In Verbindung mit dem Klassischen ist Verwobenheit von Alter und Neuer Musik das Anliegen der Kammermusiktage. Am Webstuhl setzt der vor Ideen sprühende Intendant Markus Fein die Knoten dicht an dicht, auch zuweilen übereinander und muss schon bei aller Begeisterung aufpassen, dass aus dem wohl proportionierten Muster nicht ein Patchwork wird. Grenzwertig: Das von dem früheren Hitzacker-Kompositionspreisträger Johannes Harneit nach Häppchenart der dritten Kulturradio-Programme zusammen gewürfelte Eröffnungskonzert mit Evangelisti, Wagner, Liszt, Berlioz und Donizetti. Vorbildlich dagegen: der verflochtene Dialog von Luigi Nonos Streichquartett „Fragmente – Stille. An Diotima...“ mit Madrigalen der frühen Neuzeit in einer beeindruckenden Realisation mit dem casalQUARTETT und dem Orlando di Lasso Ensemble.
Hierfür wurde im Mai dieses Jahres der renommierte Förderpreis der Ernst von Siemens Musikstiftung vergeben.
Auch die Porträtkonzerte für den 2003 verstorbenen Luciano Berio in memoriam regierte die Idee der Fülle mit „durchkomponierten“ Programmen im gesamt-kulturellen Sinn, die sich zu groß angelegten Puzzles zusammen setzen: seine Elementen-Klavierstudien mit Scarlatti, die Sequenze mal höchst vergnüglich mit Eco-Texten, mal mit Madrigalen von Monteverdi und Schütz.
Oder das Quartetto III nach Celan mit Schuberts Quartettsatz und seinen Klaviertrios Es- und B-Dur. Herausragend spielte hier übrigens das sehr sensible junge Hamburger Evrus-Trio.
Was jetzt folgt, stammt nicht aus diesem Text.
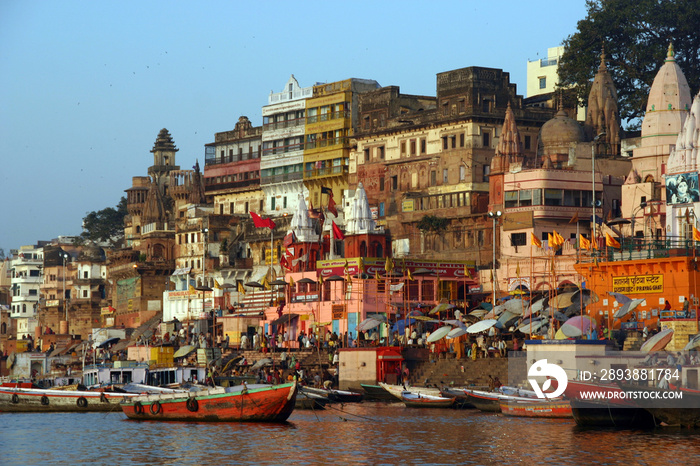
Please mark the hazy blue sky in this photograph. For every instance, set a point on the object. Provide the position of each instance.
(85, 87)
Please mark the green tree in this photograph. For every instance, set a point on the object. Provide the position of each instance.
(636, 35)
(106, 225)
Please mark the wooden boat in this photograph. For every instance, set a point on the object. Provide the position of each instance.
(268, 403)
(461, 400)
(335, 396)
(417, 400)
(31, 400)
(376, 393)
(397, 390)
(544, 408)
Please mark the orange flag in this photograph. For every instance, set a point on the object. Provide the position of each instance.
(611, 242)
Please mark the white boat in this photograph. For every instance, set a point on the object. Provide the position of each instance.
(398, 390)
(17, 400)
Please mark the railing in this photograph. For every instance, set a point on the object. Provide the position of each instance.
(281, 178)
(284, 124)
(327, 117)
(328, 171)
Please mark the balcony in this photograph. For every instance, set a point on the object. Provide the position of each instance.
(327, 117)
(284, 124)
(328, 171)
(284, 177)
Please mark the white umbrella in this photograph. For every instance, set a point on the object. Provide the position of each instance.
(456, 332)
(627, 308)
(515, 306)
(482, 325)
(368, 324)
(695, 341)
(439, 334)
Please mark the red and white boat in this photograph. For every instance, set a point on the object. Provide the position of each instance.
(260, 403)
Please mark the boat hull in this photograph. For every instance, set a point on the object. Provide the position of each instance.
(28, 400)
(266, 404)
(546, 409)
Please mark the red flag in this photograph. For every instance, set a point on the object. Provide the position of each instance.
(260, 222)
(331, 206)
(337, 233)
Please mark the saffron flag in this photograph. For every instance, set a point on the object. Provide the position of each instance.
(337, 234)
(583, 242)
(696, 234)
(331, 206)
(611, 242)
(260, 222)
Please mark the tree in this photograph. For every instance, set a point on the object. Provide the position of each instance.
(106, 225)
(636, 35)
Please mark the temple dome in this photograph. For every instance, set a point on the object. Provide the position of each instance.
(669, 100)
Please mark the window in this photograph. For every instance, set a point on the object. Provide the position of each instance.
(486, 139)
(518, 239)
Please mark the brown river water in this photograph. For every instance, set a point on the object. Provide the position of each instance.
(366, 433)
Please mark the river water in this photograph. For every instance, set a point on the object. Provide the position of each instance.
(366, 433)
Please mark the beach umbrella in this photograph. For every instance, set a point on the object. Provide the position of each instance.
(368, 324)
(693, 343)
(439, 334)
(585, 296)
(657, 342)
(562, 300)
(441, 308)
(457, 332)
(577, 326)
(627, 308)
(482, 325)
(515, 306)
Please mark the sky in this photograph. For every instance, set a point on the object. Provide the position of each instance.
(85, 86)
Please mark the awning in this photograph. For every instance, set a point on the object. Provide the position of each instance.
(285, 319)
(184, 351)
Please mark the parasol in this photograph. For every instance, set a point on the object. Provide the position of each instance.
(482, 325)
(439, 334)
(456, 332)
(657, 342)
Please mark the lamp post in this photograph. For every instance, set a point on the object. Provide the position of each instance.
(593, 202)
(494, 216)
(64, 256)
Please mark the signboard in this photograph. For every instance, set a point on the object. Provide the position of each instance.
(338, 311)
(638, 284)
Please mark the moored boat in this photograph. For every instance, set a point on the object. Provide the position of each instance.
(417, 400)
(32, 400)
(262, 403)
(544, 408)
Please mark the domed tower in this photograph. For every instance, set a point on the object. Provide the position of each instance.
(603, 116)
(558, 138)
(163, 160)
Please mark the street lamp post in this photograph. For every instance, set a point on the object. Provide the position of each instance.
(494, 216)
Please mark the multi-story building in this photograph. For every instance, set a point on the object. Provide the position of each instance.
(331, 118)
(282, 161)
(26, 269)
(425, 161)
(232, 170)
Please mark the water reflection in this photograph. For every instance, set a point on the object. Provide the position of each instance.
(369, 433)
Im vielbeachteten Zentrum der Hommage stand Berios große Klaviersonate von 2001 in Verbindung mit Beethovens op. 101 und 110, mit dem phänomenalen, hier viel zu wenig bekannten Pianisten Andrea Lucchesini. Er hatte Berios Sonata, dieses Werk an den Grenzen der Spielbarkeit uraufgeführt und im Vorfeld mit dem Komponisten die pianistischen Machbarkeiten diskutiert. Als Sternstunde möchte man die Hörerakademie mit Andrea Lucchesini und dem Widmungsträger der Sonate, dem renommierten, in Harvard lehrenden Musikwissenschaftler Reinhold Brinkmann werten. Gemeinsam schlüsselten sie als Zeitzeugen das schwierige Beziehungsgeflecht innerhalb der Komposition auf.
Traditionelles zum freudigen Wiedererkennen von Vivaldi über Liszt bis Wolf und die Neue Wiener Schule gab es auf gleichbleibend hohem Niveau, dazu Ausflüge „auf die Straße“ mit dem umwerfenden Szene-Quartett „quadro nuovo“, ein Geheimtipp.
Dazu noch Hörerakademie, Festival-Fellows-Programm, eine attraktive Mitmach-Ausstellung von Lüneburger Studenten der Kulturwissenschaft zur Italienliebe großer Komponisten, Podium Rolf Liebermann, Kino Open Air („La Strada“ – was sonst) und das gelungene Experiment einer „sichtbaren“ Live-Hörspiel-Produktion des NDR „Zustände wie im alten Rom“ mit dem großartigen Horst Bollmann: das Füllhorn der Italianità quoll über und über vor Ideen-Geblitze in alle Himmelsrichtungen, und das stets beleuchtet von intensivem und lustvollen künstlerischen Niveau.
Wie antizipierte Annette Schwandtner für den Niedersächsischen Kulturminister doch schon in ihrem Grußwort zur Eröffnung: „Kaum ein Festival in Niedersachsen hat diese Qualität“.